В холле коттеджа Генерал наткнулся на команду Берендеева. Кормленые, холеные бездельники лопались от сытости и здоровья. «Если он действительно живет за счет физического запаса этих здоровяков, – с грустью подумал Генерал, – то он переживет меня. С моей печенью долго не протянешь».
Его настроение еще ухудшилось, когда он увидел, что Желудок пристает к Селезенке и не встречает отпора. «Куда смотрит Берендеев?» – возмутился Генерал, до сведения которого было доведено, что Селезенка, Слепая кишка и Поджелудочная железа – наложницы распутного академика.
В кабинете Генсека не оказалось, он ускользнул через тайный ход и сейчас раскатывал на своем «феррари» под свистки гаишников.
Генерал вышел на террасу, спустился в сад, обогнул цветочную клумбу, высокую, как гора, и оказался в городской декорации, вполне достаточной для съемки лакировочного фильма о Москве. Неприятно, мертвенно в ярком солнечном свете сияли неоновые вывески: парикмахерская, гастроном, аптека, сберегательная касса. Для правдоподобия некоторые буквы не светились: «…птека», «…берег… касс…». Этот липовый город был куда чище, ухоженней и нарядней, чем настоящая Москва, и еще гуще набит милицией, «мусора» сидели в «стаканах», торчали на перекрестках, парами прогуливались по тротуарам, их было не меньше, чем агентов, изображавших уличную толпу.
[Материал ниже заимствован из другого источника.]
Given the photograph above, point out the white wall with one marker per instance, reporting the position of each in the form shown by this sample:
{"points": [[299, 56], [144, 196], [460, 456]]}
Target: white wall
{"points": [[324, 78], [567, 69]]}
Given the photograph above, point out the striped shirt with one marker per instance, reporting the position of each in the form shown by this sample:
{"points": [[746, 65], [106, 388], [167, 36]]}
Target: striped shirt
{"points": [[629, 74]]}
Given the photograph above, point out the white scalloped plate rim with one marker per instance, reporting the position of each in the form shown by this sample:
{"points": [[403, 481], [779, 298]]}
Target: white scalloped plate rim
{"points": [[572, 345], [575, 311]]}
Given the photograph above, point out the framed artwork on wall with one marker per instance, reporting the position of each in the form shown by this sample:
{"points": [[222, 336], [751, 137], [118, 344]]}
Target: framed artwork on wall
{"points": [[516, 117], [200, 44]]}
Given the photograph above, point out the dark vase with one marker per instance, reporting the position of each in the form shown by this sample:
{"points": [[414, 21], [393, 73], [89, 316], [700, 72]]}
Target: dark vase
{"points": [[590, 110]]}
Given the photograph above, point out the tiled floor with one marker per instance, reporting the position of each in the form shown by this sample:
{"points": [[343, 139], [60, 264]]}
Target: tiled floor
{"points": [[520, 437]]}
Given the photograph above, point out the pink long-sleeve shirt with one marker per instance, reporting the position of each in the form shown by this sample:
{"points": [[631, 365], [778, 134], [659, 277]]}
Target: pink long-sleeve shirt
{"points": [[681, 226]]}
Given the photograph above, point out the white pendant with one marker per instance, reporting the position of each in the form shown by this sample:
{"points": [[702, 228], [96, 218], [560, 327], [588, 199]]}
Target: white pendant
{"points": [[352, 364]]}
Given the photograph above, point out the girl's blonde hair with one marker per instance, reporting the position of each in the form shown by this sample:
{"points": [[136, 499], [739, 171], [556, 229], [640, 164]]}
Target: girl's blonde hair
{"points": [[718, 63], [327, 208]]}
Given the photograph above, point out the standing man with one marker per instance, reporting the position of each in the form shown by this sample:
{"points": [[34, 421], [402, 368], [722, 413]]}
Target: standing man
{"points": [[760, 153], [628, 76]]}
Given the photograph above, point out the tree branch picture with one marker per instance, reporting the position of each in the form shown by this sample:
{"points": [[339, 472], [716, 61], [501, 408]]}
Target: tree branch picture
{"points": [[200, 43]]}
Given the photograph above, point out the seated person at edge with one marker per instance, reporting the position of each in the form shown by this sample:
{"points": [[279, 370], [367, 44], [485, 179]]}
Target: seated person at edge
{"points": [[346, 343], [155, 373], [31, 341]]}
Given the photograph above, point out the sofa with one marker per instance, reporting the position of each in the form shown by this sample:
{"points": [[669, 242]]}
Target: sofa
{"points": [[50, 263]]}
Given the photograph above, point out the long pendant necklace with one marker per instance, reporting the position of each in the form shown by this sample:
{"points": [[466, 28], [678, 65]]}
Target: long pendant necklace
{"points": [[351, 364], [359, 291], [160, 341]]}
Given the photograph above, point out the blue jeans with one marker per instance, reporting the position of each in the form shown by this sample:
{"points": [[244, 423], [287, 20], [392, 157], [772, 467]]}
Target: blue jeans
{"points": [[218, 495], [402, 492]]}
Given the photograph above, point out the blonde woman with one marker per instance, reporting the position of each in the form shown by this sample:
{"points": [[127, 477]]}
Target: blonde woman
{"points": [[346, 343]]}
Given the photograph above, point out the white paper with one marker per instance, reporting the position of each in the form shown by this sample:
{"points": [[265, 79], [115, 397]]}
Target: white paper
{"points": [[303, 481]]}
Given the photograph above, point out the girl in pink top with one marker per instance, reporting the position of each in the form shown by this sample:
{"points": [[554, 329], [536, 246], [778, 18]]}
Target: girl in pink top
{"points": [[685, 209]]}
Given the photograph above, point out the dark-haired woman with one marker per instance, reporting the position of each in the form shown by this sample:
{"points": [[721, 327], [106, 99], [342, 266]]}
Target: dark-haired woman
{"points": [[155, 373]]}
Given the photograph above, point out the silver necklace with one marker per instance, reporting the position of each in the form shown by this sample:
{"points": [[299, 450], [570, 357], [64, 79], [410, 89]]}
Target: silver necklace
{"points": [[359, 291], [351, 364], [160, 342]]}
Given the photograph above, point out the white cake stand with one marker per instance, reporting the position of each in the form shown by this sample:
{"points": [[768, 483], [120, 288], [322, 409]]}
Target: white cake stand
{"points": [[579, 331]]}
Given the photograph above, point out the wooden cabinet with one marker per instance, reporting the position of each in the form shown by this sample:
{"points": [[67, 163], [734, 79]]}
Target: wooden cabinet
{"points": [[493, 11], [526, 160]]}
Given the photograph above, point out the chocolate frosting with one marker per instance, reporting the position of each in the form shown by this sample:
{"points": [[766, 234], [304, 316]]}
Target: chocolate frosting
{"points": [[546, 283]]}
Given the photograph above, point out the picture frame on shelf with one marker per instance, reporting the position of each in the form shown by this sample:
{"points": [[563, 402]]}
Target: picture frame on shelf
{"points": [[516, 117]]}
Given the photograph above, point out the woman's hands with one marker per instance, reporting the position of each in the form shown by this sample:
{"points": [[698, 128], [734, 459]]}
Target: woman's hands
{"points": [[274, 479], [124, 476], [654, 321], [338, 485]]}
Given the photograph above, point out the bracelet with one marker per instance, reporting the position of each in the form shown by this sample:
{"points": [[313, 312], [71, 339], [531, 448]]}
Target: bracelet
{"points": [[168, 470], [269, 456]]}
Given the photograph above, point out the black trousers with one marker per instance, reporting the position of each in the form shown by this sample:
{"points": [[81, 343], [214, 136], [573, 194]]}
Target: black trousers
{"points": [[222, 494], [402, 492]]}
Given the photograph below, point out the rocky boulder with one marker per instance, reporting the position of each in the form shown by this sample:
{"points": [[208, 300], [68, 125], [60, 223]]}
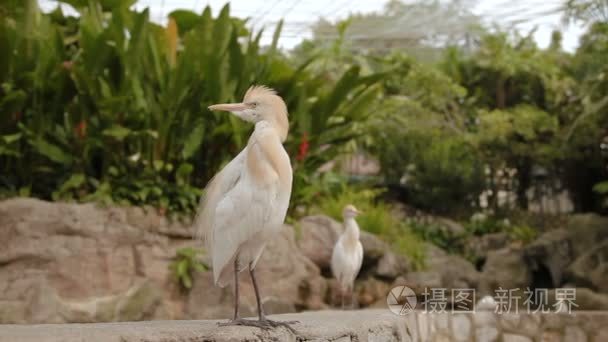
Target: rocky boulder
{"points": [[505, 268], [63, 262], [591, 268]]}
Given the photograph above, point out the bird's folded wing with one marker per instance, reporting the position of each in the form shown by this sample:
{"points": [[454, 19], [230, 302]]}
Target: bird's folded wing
{"points": [[214, 192]]}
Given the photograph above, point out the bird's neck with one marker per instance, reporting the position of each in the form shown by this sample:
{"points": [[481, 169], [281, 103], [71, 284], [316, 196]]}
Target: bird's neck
{"points": [[351, 229]]}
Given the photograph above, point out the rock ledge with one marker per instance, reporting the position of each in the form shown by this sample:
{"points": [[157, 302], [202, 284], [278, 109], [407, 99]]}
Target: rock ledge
{"points": [[342, 326]]}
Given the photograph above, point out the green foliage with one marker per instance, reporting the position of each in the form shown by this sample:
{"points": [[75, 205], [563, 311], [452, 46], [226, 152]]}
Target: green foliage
{"points": [[524, 234], [111, 107], [186, 262], [438, 235]]}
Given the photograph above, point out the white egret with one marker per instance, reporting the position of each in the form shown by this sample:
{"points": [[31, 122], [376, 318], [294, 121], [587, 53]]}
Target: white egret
{"points": [[245, 204], [347, 256]]}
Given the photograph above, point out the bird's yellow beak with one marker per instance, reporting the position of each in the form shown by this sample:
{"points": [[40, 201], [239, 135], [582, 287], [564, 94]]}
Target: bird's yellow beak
{"points": [[229, 107]]}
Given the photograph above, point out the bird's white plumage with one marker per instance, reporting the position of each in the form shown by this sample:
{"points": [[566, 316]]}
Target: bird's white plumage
{"points": [[347, 255], [244, 206]]}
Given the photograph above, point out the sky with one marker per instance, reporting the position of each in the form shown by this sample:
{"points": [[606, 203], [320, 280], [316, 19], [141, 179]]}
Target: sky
{"points": [[300, 14]]}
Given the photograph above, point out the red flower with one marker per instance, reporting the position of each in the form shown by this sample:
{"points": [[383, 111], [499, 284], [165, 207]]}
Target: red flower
{"points": [[303, 148], [81, 129], [67, 65]]}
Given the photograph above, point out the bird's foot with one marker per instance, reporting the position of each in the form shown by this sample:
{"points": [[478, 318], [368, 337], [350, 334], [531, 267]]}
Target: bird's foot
{"points": [[261, 323]]}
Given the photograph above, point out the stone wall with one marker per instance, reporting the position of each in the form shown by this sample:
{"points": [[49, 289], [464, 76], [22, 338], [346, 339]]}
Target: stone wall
{"points": [[482, 326], [338, 326]]}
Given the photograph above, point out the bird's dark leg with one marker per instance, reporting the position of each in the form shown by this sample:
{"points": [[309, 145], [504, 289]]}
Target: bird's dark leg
{"points": [[352, 297], [261, 316], [236, 319], [262, 322], [236, 289]]}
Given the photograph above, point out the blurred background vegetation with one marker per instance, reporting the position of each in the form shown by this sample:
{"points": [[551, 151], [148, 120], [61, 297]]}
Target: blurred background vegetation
{"points": [[111, 107]]}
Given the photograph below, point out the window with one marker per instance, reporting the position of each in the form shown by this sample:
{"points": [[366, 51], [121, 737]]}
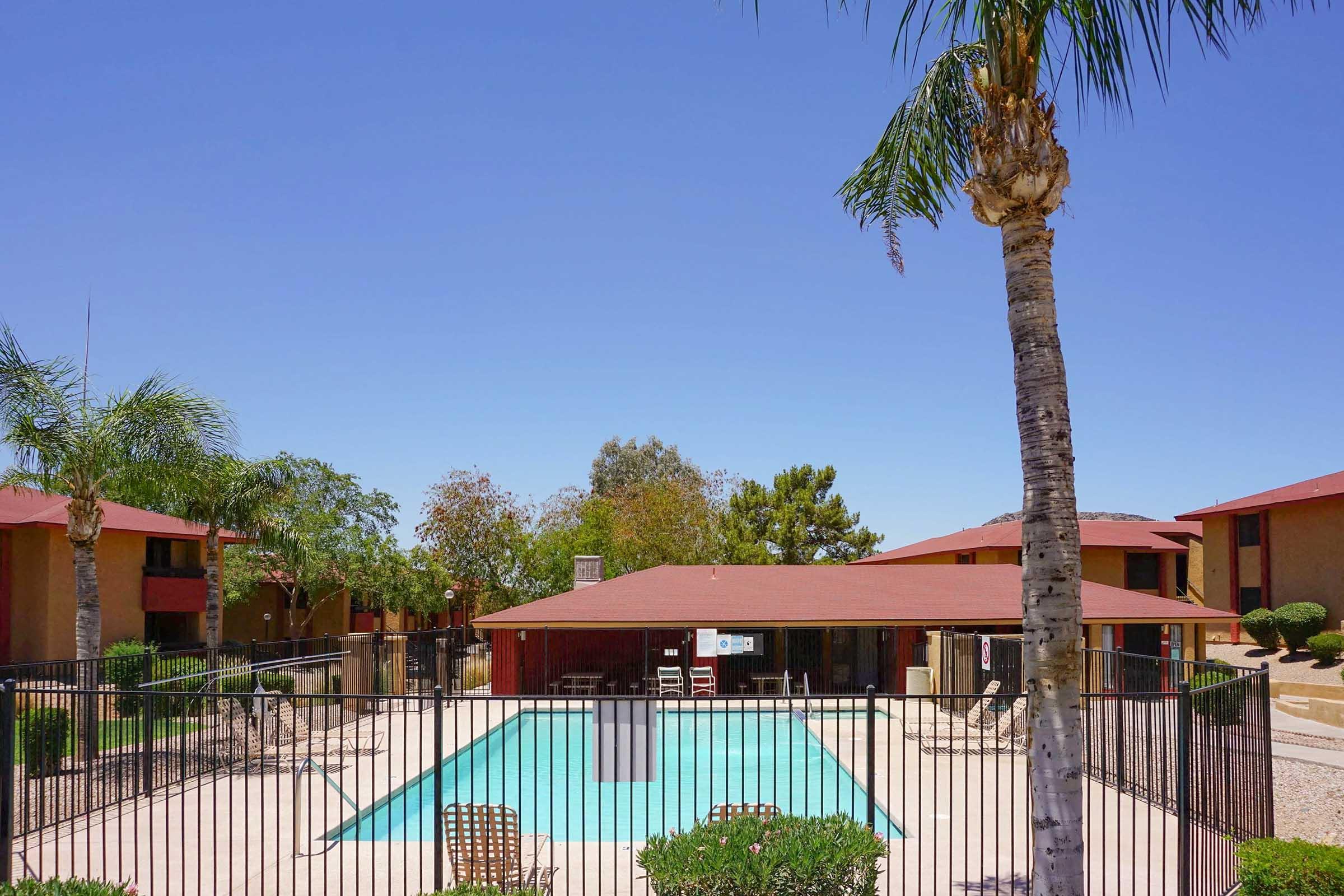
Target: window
{"points": [[1143, 571], [1248, 530], [159, 553]]}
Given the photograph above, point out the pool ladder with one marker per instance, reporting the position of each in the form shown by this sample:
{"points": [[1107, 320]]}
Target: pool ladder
{"points": [[299, 799]]}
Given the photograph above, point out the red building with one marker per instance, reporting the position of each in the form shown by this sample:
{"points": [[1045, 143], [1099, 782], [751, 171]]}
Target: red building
{"points": [[843, 627]]}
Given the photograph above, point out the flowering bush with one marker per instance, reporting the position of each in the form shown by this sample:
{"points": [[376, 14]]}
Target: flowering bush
{"points": [[783, 856]]}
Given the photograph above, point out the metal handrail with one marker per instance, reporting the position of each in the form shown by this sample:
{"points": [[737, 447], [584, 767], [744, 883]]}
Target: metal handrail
{"points": [[310, 763], [212, 675]]}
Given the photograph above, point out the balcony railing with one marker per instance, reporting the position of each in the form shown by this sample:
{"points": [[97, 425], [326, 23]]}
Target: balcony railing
{"points": [[175, 573]]}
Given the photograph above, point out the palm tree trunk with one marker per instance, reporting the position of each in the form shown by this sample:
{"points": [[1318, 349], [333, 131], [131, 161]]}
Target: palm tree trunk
{"points": [[84, 526], [1052, 566], [213, 587], [88, 642]]}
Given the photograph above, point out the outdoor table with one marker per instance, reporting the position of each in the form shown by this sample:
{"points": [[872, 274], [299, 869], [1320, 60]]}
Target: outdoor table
{"points": [[580, 683], [769, 685]]}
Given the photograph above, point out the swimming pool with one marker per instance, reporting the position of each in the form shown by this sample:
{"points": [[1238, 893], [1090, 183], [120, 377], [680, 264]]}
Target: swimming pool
{"points": [[539, 762]]}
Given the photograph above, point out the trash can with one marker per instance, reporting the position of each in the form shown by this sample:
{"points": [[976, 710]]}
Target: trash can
{"points": [[920, 680]]}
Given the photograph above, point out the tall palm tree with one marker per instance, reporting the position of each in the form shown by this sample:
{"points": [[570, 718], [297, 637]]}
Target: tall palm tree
{"points": [[66, 441], [227, 492], [983, 119]]}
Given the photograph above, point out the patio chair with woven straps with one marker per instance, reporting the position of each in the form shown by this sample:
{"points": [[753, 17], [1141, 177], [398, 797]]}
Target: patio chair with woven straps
{"points": [[486, 848], [727, 812]]}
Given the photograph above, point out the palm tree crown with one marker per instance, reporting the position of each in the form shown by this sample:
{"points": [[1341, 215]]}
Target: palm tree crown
{"points": [[1012, 55]]}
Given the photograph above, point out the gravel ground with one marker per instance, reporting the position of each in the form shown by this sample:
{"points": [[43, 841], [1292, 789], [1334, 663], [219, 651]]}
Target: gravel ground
{"points": [[1282, 665], [1308, 801]]}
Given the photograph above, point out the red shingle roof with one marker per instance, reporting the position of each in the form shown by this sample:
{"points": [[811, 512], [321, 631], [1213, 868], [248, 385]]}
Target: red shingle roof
{"points": [[1096, 534], [1323, 487], [29, 508], [740, 595]]}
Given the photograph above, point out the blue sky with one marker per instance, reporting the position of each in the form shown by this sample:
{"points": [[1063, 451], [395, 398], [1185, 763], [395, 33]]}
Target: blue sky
{"points": [[459, 234]]}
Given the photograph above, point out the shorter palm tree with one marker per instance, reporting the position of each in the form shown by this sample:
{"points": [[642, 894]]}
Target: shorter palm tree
{"points": [[227, 492], [65, 441]]}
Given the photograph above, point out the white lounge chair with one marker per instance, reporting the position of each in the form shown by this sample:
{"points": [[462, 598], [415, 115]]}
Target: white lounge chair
{"points": [[703, 684], [671, 682]]}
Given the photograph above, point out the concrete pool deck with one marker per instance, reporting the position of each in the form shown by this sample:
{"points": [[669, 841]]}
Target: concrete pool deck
{"points": [[965, 816]]}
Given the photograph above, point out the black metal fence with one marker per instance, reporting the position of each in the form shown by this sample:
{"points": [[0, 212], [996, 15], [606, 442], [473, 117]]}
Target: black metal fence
{"points": [[371, 662], [206, 792]]}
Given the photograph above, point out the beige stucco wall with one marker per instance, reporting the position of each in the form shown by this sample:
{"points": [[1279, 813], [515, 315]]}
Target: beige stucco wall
{"points": [[1307, 557], [44, 591], [245, 622], [1104, 566], [30, 559]]}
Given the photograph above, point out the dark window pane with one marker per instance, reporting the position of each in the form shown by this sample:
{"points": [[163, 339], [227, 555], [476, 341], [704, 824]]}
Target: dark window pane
{"points": [[1141, 571], [1248, 530]]}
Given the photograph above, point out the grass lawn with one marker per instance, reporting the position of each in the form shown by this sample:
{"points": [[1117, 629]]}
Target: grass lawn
{"points": [[113, 734]]}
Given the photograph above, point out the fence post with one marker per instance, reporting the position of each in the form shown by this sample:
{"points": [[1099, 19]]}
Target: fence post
{"points": [[1267, 745], [1184, 725], [872, 759], [438, 787], [147, 734], [7, 783]]}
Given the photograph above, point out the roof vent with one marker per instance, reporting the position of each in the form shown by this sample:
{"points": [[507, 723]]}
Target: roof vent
{"points": [[588, 570]]}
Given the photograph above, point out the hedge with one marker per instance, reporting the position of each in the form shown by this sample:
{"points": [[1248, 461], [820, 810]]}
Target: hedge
{"points": [[125, 671], [1291, 868], [45, 734], [1327, 647], [72, 887], [783, 856], [1299, 621], [1226, 706], [1262, 627], [472, 890]]}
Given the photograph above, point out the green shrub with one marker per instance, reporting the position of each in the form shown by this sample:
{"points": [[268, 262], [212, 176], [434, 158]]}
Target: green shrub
{"points": [[1226, 704], [46, 734], [784, 856], [1291, 868], [186, 691], [125, 671], [1299, 621], [1262, 627], [1327, 647], [72, 887], [474, 890]]}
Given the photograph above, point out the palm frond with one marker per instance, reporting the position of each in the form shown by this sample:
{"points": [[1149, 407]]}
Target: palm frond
{"points": [[925, 153], [160, 421]]}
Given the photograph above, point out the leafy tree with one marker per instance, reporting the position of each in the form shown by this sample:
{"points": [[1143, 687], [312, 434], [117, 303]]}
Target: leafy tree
{"points": [[619, 465], [480, 534], [982, 120], [796, 521], [68, 441], [339, 531], [227, 492]]}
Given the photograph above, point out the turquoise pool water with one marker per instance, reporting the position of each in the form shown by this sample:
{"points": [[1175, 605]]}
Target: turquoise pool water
{"points": [[541, 763]]}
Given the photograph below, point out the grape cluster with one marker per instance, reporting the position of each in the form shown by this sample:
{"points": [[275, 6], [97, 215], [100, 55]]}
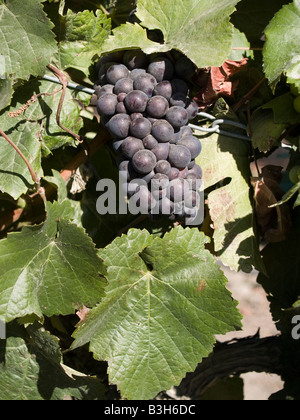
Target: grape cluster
{"points": [[144, 103]]}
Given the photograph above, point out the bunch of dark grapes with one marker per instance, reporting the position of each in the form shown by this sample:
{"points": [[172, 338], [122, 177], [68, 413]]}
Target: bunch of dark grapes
{"points": [[144, 103]]}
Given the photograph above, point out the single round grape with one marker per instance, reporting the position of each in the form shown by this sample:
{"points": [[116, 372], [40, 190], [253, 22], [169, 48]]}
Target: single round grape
{"points": [[177, 116], [174, 173], [105, 89], [116, 72], [162, 131], [178, 99], [124, 85], [135, 59], [191, 199], [130, 146], [135, 73], [163, 167], [157, 106], [184, 68], [161, 68], [159, 184], [118, 126], [150, 142], [136, 101], [193, 144], [166, 206], [145, 83], [179, 156], [106, 104], [140, 127], [192, 109], [144, 161], [194, 181], [117, 144], [161, 151], [164, 89], [120, 108]]}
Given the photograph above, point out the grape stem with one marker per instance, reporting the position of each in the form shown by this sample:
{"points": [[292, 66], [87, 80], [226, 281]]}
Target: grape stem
{"points": [[33, 174], [64, 81]]}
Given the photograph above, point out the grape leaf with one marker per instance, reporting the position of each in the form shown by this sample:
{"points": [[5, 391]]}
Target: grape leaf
{"points": [[26, 40], [165, 300], [54, 271], [32, 369], [200, 30], [81, 38], [34, 131], [226, 159], [282, 48]]}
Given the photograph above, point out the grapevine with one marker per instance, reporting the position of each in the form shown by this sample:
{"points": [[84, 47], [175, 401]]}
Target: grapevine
{"points": [[148, 150]]}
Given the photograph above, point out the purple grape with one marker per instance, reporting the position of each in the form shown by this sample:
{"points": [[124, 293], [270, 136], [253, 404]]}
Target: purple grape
{"points": [[177, 116], [136, 101], [140, 127], [118, 126], [161, 151], [105, 89], [157, 106], [164, 89], [106, 104], [150, 142], [120, 108], [144, 161], [192, 109], [179, 156], [162, 131], [146, 83], [130, 146], [123, 86], [173, 174], [193, 144], [184, 68], [117, 72], [162, 167], [161, 68], [135, 59]]}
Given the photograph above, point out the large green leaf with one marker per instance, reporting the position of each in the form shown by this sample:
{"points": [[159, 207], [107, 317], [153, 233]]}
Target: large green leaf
{"points": [[200, 29], [49, 269], [165, 300], [31, 369], [226, 160], [26, 40], [81, 37], [34, 131], [282, 47]]}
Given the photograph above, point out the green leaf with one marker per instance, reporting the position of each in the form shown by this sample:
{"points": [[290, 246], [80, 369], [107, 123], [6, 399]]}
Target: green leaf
{"points": [[266, 132], [200, 30], [282, 48], [226, 160], [49, 269], [83, 35], [32, 369], [34, 130], [165, 300], [26, 40]]}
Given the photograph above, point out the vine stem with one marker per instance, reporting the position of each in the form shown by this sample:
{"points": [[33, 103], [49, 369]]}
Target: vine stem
{"points": [[33, 174]]}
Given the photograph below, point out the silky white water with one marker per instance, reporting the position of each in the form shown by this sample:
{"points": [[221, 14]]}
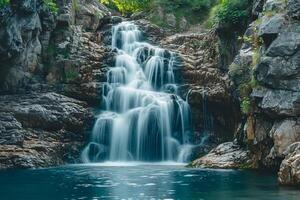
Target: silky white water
{"points": [[143, 118]]}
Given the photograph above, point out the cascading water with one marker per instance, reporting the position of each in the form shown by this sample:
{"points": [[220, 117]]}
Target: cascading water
{"points": [[143, 119]]}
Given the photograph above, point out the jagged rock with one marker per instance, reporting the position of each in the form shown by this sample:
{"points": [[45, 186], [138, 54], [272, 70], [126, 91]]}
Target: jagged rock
{"points": [[40, 130], [284, 134], [289, 173], [287, 44], [204, 83], [281, 102], [274, 6], [171, 20], [226, 156], [281, 73], [271, 25], [293, 7]]}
Генерал подумал о том, что Генсек, фальшивый вождь, фальшивый герой войны и труда, фальшивый писатель, фальшивый борец за мир и фальшивый водитель, гораздо лучше монтируется с этим поддельным городом, чем с живой плотью действительности.
Генерал не успел сделать и трех шагов, как его нагнал сверкающий баллистическим синим кузовом «феррари» и резко затормозил, так что передок машины норовисто вздыбился.
– Садись, подвезу, – сказал Генсек, просунувшись в правое боковое стекло. – Тебе куда?
Генерал открыл дверцу. И сразу с другой стороны выросла внушительная фигура гаишника.
– Права! – произнес бесстрастный голос.
Из Генсека как воздух выпустили.
– А что?.. Я ничего! – залепетал он своим неповоротливым языком.
– Здесь остановка запрещена. Надо правила подучить, товарищ водитель.
На Генсека жалко было смотреть. Трясущимися руками он достал права из бардачка, вложил в них десятку и протянул, милиционеру.
– Деньги заберите, придется сделать прокольчик.
– Я вас прошу, товарищ начальник! – Генсек почти плакал. – Сколько лет вожу. Чистый первый талон. Борюсь за звание водителя коммунистического труда… Любой штраф, только не прокол. Ведь жена, дети!.. Как я им на глаза покажусь?.. Не погубите!..
Милиционер был неумолим. Он вынул дырокол.
– Одну минутку! – вскричал Генсек.
Засунув руку под сиденье, он вытащил экземпляр «Ренессанса», нацарапал несколько слов на форзаце и протянул милиционеру.
Тот взял книгу, прочел посвящение и вернул права, предварительно вынув из них десятку.
– Будьте осмотрительны, – сказал, козырнув.
Генсек включил сигнал левого поворота, тронул с места, убрал поворот, прибавил газу и умиротворенно откинулся на сиденье.
– Только этим и спасаюсь. Хорошо, что у нас такая грамотная милиция. Но книг не напасешься. Хоть второе издание выпускай.
Руки его, лежащие на баранке, напряглись, взгляд остекленел. Они приближались к перекрестку. Генсек сбросил газ и аккуратно миновал зеленый светофор.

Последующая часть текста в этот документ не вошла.